Rather than dwelling on her own perceived insignificance, however, Anderson simultaneously realised: “People care about themselves and their passions.”
And so she began creating Twitter accounts based on what she calls “passion points”, such as Harry Potter – “That account went from zero to 20,000 followers in a week” – and another about “funny things that happen in the game Sims”.
Her fastest-growing Twitter account in this era was Primary School Problems, where she posted a series of wry observations on the universal experience of primary school students, which struck a chord. “It went from zero to 150,000 followers in a week, it absolutely blew up,” she says.
All this activity did not go unnoticed. In 2013, Anderson was approached by Steve Bartlett and Dom McGregor.
“They had an idea for a chain of social accounts coming together to change the way marketing is done,” she explains.
The key to Social Chain’s success is taking those viral accounts, with ready-made audiences comprising tens of thousands of social media followers, and weaving adverts into the content.
Anderson also reveals that her prospective business partners “wanted me to drop out, but I only had a few months left”.
So she continued with her degree, eventually graduating with a first, and then, as she puts it: “Against my parents’ advice, I went and started a company with two strangers off the internet.”
The trio launched the business from a shared working space in London – some of the businesses they originally shared that space with were early investors in Social Chain.
In the beginning, the company was based on the premise of selling space on its social media accounts.
“We lived and breathed it,” says Anderson. “That’s probably why clients started coming to us and asking for more – ‘Can you do our social for us? Can you do our video?’”
“We kept saying yes and Social Chain became a marketing group off the back of it.”
The company has since moved back up north, and now operates from central Manchester.
The move was inevitable, says Anderson. “We’re all northerners. I was getting the train down from Newcastle every Monday.
“We were all sharing an Airbnb – I would have the bed, Steve and Dom would have the floor, there would be somebody on the sofa. It just didn’t make sense.”
An added draw was the newly enlivened tech industry in Manchester: “If you look at the landscape, the tech scene – it’s all happening, especially in the media space.”
The city suits Social Chain’s young workforce: the average age of staff is 22, and Anderson reveals that, at 26, she’s one of the oldest people at the company.
More importantly, she notes that Manchester is “only two and a half hours to get back up and see my family, so it’s a great place to be”.
Anderson is now director of Media Chain, the social media-focused arm of Social Chain, but looking ahead, she isn’t sure about her specific ambitions. “Because I never expected myself to be here, it’s very difficult to define where I want to be. In my heart all I really want is for this company to do the best it can do, because it’s like my baby. I gave up everything I know to do this.”

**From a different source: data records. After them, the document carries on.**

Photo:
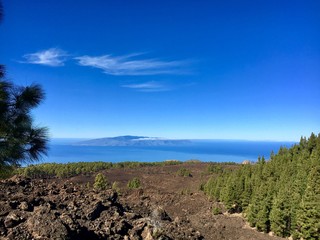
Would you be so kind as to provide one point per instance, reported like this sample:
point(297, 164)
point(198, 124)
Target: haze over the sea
point(173, 69)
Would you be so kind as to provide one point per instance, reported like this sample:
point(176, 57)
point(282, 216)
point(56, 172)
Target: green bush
point(134, 183)
point(184, 172)
point(216, 211)
point(116, 187)
point(100, 182)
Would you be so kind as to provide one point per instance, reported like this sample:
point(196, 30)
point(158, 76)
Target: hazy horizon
point(247, 70)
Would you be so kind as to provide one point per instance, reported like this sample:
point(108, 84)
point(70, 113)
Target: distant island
point(132, 141)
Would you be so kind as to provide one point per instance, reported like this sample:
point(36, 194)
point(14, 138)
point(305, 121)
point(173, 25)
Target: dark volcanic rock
point(48, 210)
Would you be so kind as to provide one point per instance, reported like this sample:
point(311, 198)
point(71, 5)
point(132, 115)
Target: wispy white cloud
point(126, 65)
point(53, 57)
point(151, 86)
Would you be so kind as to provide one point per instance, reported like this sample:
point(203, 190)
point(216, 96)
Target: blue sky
point(177, 69)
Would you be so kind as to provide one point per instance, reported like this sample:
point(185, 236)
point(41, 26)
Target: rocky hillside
point(168, 205)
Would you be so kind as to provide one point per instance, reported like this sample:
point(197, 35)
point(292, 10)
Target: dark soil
point(167, 206)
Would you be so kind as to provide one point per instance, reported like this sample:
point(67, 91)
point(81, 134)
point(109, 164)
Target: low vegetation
point(100, 182)
point(134, 183)
point(281, 195)
point(51, 170)
point(184, 172)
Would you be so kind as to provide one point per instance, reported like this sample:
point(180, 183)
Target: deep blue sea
point(62, 151)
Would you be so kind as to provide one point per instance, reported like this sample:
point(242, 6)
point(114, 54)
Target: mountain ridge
point(129, 140)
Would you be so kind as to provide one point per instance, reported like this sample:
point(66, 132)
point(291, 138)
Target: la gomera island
point(159, 120)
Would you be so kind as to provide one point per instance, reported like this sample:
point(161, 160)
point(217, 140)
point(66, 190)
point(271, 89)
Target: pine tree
point(308, 222)
point(280, 215)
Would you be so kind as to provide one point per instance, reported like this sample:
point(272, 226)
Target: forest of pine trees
point(281, 195)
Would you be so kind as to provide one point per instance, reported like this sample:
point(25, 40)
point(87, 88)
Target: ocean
point(63, 151)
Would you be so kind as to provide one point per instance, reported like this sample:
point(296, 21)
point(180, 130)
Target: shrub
point(100, 182)
point(134, 183)
point(184, 172)
point(216, 211)
point(116, 187)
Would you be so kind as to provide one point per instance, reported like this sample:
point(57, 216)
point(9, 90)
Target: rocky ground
point(167, 206)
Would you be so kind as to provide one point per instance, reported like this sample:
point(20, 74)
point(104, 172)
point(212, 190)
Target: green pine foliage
point(100, 182)
point(281, 194)
point(134, 183)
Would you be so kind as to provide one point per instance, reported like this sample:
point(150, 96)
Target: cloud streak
point(127, 65)
point(151, 86)
point(53, 57)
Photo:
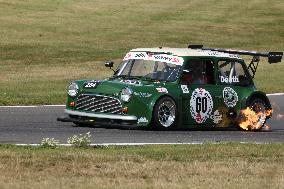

Most people would say it’s already paid off. Earlier this year, Anderson was named one of Vogue’s 25 most influential women in Britain, alongside the likes of Amal Clooney, Stella McCartney, Dua Lipa – and JK Rowling.
“That was very, very weird, waking up and seeing myself named alongside JK Rowling. She is my number one idol from my childhood,” Anderson says.
However, despite her success in the marketing world, she hasn’t completely abandoned her previous ambitions of teaching.
“It’s still a passion of mine,” she admits. “I’m actually going to do a presentation at my old school soon. So it wouldn’t be a surprise if I did end up back in a classroom at some point.”